Building a Quality Presentation
When you are preparing a talk, especially for the first time, you will undoubtedly have many questions about how best to prepare. Joseph A. Gallian published an article in Math Horizons, which contains advice on planning and polishing a math talk. According to Gallian, "The ability to do a PowerPoint presentation well is a valuable skill that many students will find useful in connection with their academic work and employment." The article can be found here.
MURACE at Georgia College
Students looking for resources while conducting undergraduate research at Georgia College should visit the MURACE (Mentored Undergraduate Research and Creative Endeavors) website located here. There you will find information about the GC Undergraduate Research Conference, the Corinthian, an events calendar, information about summer research stipends, as well as student travel grants.
The Joint Mathematics Meetings of the American Mathematical Society and the Mathematical Association of America will hold its next annual conference in Denver, CO on January 15 - 18, 2020. According to the AMS website, these meetings "are held annually for the purpose of advancing mathematical achievement, encouraging research, and to provide the communication necessary to progress in the field.

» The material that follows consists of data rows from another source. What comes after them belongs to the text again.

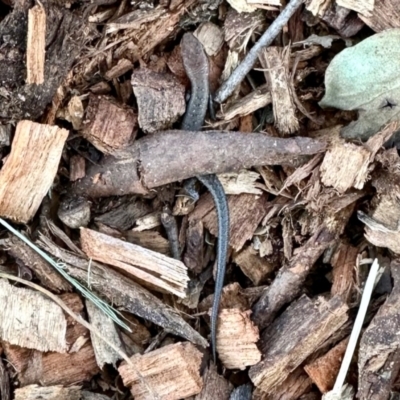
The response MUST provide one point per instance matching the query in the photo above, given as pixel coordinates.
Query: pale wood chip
(159, 271)
(172, 372)
(30, 320)
(29, 171)
(237, 336)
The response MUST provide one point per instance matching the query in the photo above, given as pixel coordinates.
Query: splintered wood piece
(46, 274)
(236, 339)
(172, 372)
(255, 100)
(36, 43)
(35, 392)
(123, 292)
(324, 370)
(379, 354)
(245, 213)
(76, 168)
(231, 297)
(294, 335)
(253, 266)
(29, 171)
(156, 269)
(51, 368)
(30, 320)
(382, 229)
(104, 354)
(215, 386)
(346, 165)
(288, 283)
(344, 262)
(275, 60)
(108, 126)
(160, 98)
(171, 156)
(385, 15)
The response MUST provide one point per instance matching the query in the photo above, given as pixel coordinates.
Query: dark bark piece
(5, 387)
(36, 392)
(343, 263)
(245, 213)
(160, 98)
(215, 386)
(289, 280)
(171, 156)
(47, 275)
(296, 334)
(52, 368)
(379, 354)
(66, 34)
(123, 292)
(108, 125)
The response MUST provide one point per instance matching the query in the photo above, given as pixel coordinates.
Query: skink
(196, 66)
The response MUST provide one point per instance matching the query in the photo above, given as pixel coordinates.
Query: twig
(374, 273)
(86, 324)
(266, 39)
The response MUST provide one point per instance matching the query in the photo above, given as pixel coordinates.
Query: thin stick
(355, 333)
(266, 39)
(86, 324)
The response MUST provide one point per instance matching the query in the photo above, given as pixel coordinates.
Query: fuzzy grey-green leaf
(366, 77)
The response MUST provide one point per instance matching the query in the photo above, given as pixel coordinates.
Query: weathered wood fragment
(35, 51)
(275, 61)
(293, 336)
(123, 292)
(236, 339)
(29, 171)
(30, 320)
(323, 371)
(153, 268)
(160, 98)
(109, 126)
(171, 372)
(77, 365)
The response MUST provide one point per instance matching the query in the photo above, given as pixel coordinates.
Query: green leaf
(366, 78)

These meetings serve to preserve, supplement, and utilize the results of the research of mathematicians throughout the world." Please see http://www.ams.org/meetings/national/national for more information.

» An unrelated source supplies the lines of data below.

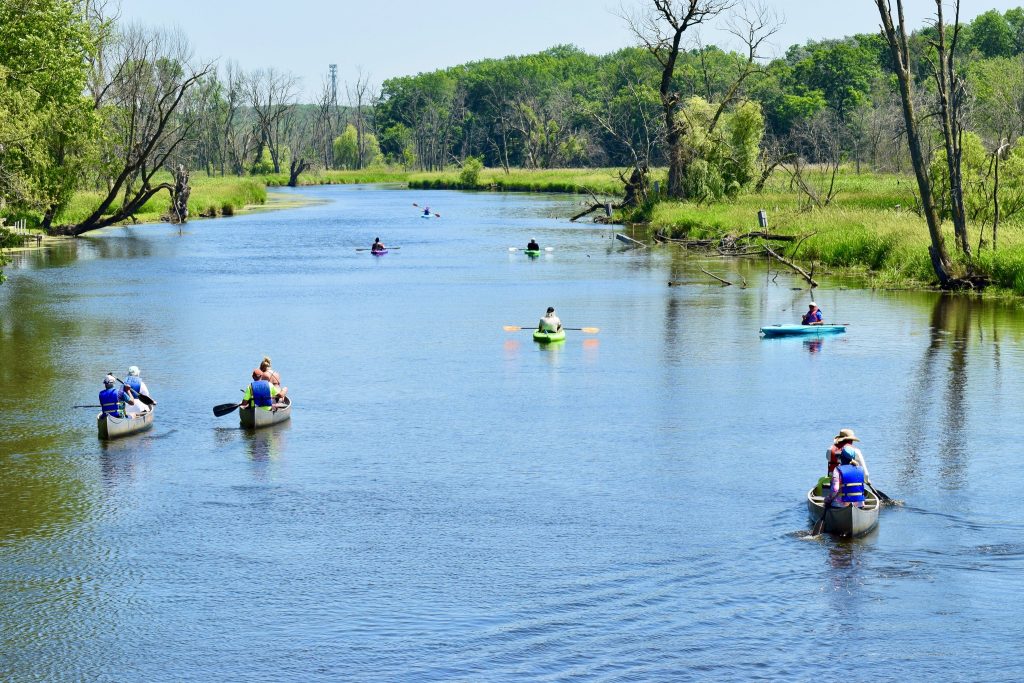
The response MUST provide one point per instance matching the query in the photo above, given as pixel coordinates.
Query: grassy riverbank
(868, 228)
(572, 180)
(224, 196)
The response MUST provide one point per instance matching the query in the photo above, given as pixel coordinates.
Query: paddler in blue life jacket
(113, 400)
(813, 315)
(845, 439)
(848, 481)
(550, 322)
(262, 394)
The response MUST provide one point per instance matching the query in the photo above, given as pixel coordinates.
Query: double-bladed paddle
(516, 328)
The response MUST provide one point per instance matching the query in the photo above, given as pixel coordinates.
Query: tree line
(90, 102)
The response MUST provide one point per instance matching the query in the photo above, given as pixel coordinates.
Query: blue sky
(390, 38)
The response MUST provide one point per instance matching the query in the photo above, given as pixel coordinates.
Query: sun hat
(845, 435)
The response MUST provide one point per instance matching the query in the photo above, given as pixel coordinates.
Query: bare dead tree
(896, 35)
(139, 81)
(271, 95)
(951, 93)
(359, 95)
(660, 30)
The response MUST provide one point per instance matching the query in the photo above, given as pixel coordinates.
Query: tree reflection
(942, 382)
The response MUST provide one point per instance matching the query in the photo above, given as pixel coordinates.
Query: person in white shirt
(550, 322)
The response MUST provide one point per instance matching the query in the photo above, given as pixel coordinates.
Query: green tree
(46, 125)
(990, 34)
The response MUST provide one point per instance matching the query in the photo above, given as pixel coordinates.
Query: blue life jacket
(851, 483)
(110, 400)
(261, 393)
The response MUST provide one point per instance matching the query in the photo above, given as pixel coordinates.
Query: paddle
(882, 496)
(224, 409)
(144, 399)
(516, 328)
(436, 215)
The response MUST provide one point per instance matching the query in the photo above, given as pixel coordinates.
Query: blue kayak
(801, 330)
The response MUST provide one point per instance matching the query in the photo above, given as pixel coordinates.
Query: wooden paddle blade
(224, 409)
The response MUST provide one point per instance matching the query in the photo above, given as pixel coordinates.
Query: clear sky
(390, 38)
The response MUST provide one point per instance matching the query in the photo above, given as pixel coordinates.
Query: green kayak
(546, 337)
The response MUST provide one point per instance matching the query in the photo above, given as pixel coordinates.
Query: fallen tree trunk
(793, 265)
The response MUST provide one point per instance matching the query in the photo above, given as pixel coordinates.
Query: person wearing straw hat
(134, 381)
(843, 443)
(813, 315)
(848, 481)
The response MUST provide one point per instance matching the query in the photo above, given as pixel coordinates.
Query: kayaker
(263, 394)
(845, 439)
(813, 315)
(848, 480)
(112, 399)
(138, 387)
(550, 322)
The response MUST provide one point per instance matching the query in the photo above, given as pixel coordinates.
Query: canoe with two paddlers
(254, 417)
(111, 426)
(848, 521)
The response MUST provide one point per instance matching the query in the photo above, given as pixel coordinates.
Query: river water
(455, 502)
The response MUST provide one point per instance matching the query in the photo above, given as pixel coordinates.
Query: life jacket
(834, 458)
(261, 393)
(851, 483)
(110, 400)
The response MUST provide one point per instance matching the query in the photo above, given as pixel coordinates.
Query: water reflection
(944, 386)
(264, 446)
(813, 345)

The Southeastern Section of the Mathematical Association of America will hold its annual spring meeting at High Point University on March 12 - 14, 2020. Please see http://www.maa.org/community/maa-sections/section-meetings for complete details.

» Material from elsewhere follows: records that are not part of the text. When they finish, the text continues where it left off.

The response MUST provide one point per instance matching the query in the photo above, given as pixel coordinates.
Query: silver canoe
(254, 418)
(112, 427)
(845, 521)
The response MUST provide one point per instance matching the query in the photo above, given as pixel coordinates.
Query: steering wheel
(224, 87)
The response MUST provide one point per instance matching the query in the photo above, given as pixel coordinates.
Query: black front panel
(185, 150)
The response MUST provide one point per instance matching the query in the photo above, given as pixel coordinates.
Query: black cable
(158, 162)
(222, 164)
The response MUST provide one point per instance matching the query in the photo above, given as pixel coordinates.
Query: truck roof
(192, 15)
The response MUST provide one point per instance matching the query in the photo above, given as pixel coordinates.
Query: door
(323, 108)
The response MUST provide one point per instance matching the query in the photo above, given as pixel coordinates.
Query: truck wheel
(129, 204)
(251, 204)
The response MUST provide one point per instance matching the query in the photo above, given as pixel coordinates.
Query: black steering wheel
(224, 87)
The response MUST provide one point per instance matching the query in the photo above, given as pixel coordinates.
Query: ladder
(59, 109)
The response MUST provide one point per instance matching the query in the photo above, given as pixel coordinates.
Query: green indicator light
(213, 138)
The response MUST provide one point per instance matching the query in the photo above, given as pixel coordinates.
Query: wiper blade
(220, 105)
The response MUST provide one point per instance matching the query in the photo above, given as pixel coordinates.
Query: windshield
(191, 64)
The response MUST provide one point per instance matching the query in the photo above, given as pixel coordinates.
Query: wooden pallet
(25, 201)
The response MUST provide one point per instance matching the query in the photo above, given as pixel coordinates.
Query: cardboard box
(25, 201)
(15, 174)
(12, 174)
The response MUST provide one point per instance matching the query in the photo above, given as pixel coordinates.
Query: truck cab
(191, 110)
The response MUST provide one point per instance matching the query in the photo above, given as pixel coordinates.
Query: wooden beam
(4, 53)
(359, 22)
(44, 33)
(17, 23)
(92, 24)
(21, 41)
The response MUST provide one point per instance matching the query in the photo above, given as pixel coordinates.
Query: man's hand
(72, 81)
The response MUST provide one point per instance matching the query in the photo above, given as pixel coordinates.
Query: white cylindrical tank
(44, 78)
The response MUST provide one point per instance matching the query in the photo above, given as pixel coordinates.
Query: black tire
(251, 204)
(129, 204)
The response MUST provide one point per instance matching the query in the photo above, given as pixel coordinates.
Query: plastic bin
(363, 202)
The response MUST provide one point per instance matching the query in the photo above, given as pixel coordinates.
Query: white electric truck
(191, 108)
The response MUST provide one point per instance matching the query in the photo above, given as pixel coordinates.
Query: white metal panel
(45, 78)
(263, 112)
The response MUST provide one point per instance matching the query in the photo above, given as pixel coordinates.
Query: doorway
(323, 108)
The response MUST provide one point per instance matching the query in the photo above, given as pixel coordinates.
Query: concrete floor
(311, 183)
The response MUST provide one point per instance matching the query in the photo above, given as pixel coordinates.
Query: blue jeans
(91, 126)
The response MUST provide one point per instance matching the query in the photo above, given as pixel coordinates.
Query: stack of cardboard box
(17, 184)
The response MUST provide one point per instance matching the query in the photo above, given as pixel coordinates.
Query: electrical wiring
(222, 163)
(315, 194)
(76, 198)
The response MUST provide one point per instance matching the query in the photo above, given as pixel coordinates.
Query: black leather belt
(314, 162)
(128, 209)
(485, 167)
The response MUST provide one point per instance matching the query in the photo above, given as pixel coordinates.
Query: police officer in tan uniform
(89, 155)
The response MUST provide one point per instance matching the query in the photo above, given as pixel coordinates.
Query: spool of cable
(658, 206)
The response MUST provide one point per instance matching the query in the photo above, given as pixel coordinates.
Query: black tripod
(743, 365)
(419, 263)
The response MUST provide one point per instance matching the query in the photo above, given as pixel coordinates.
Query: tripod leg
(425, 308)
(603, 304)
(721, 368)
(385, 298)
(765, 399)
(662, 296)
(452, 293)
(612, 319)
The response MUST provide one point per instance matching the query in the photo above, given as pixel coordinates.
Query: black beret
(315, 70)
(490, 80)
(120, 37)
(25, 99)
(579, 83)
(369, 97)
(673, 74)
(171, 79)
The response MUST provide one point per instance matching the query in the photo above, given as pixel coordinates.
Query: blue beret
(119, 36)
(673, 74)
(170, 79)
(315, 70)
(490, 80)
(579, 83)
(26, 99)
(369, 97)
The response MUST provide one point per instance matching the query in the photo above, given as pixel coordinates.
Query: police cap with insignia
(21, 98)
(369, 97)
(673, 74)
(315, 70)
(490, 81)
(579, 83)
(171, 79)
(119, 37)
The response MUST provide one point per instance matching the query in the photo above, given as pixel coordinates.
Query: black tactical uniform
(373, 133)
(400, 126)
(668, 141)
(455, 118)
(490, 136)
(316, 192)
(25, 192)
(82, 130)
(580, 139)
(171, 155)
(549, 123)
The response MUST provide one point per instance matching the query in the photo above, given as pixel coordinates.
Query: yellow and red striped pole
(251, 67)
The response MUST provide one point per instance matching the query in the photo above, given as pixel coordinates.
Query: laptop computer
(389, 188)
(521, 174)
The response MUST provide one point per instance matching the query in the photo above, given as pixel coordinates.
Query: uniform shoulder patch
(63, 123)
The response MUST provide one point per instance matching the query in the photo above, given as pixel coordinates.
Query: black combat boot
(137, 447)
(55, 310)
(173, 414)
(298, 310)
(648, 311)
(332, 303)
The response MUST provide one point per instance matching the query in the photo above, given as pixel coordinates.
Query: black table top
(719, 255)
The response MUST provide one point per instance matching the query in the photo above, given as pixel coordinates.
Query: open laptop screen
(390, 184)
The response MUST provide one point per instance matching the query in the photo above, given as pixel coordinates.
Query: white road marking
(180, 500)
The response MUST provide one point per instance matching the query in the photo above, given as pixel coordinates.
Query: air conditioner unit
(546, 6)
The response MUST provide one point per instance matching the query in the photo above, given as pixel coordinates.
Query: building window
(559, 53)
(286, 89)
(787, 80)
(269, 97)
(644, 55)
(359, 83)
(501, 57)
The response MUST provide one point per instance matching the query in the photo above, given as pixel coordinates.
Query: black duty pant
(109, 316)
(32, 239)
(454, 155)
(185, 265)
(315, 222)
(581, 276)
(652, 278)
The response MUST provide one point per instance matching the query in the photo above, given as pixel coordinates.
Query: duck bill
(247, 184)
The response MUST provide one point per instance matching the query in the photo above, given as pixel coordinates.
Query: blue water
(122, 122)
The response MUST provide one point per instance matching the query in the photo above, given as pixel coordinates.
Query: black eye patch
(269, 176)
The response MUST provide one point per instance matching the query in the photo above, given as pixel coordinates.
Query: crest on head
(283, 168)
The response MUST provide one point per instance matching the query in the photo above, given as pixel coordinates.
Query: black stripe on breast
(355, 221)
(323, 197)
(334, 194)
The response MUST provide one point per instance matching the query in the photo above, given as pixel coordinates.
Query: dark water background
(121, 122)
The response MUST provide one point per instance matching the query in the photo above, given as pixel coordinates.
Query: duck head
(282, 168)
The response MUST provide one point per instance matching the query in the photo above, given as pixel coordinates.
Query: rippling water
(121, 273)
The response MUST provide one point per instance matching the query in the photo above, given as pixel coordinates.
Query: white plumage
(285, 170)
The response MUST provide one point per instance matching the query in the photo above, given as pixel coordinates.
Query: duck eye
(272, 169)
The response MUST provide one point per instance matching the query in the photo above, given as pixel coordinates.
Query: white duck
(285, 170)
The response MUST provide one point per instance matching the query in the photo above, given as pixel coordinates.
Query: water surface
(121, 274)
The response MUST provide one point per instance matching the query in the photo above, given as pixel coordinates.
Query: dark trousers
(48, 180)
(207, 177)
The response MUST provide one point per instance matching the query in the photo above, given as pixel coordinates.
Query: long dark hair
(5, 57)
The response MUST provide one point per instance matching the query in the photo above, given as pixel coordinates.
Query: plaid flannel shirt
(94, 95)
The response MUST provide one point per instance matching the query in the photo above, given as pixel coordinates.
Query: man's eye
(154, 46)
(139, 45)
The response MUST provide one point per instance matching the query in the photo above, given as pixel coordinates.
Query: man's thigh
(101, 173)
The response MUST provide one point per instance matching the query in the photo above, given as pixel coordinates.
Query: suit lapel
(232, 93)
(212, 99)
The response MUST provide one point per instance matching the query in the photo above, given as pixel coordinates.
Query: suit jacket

The Mathematical Association of America will hold its annual MathFest in Cincinnati, OH on July 31 - August 3, 2019. Please see http://www.maa.org/meetings/mathfest for the latest updates.
Research Experiences for Undergraduates (REUs)
The National Science Foundation’s Research Experiences for Undergraduates (REU) program supports active research participation by undergraduate students in any of the areas of research funded by the NSF. REU projects involve students in meaningful ways in ongoing research programs or in research projects specifically designed for the REU program. An REU Site consists of a group of ten or so undergraduates who work in the research programs of the host institution. Each student is associated with a specific research project, where he/she works closely with the faculty and other researchers. Students are granted stipends and, in many cases, assistance with housing and travel. Undergraduate students supported with NSF funds must be citizens or permanent residents of the United States or its possessions. For a list of REU Sites in mathematics visit http://www.nsf.gov/crssprgm/reu/list_result.cfm?unitid=5044.
Application Deadline: February-March, depending on the site.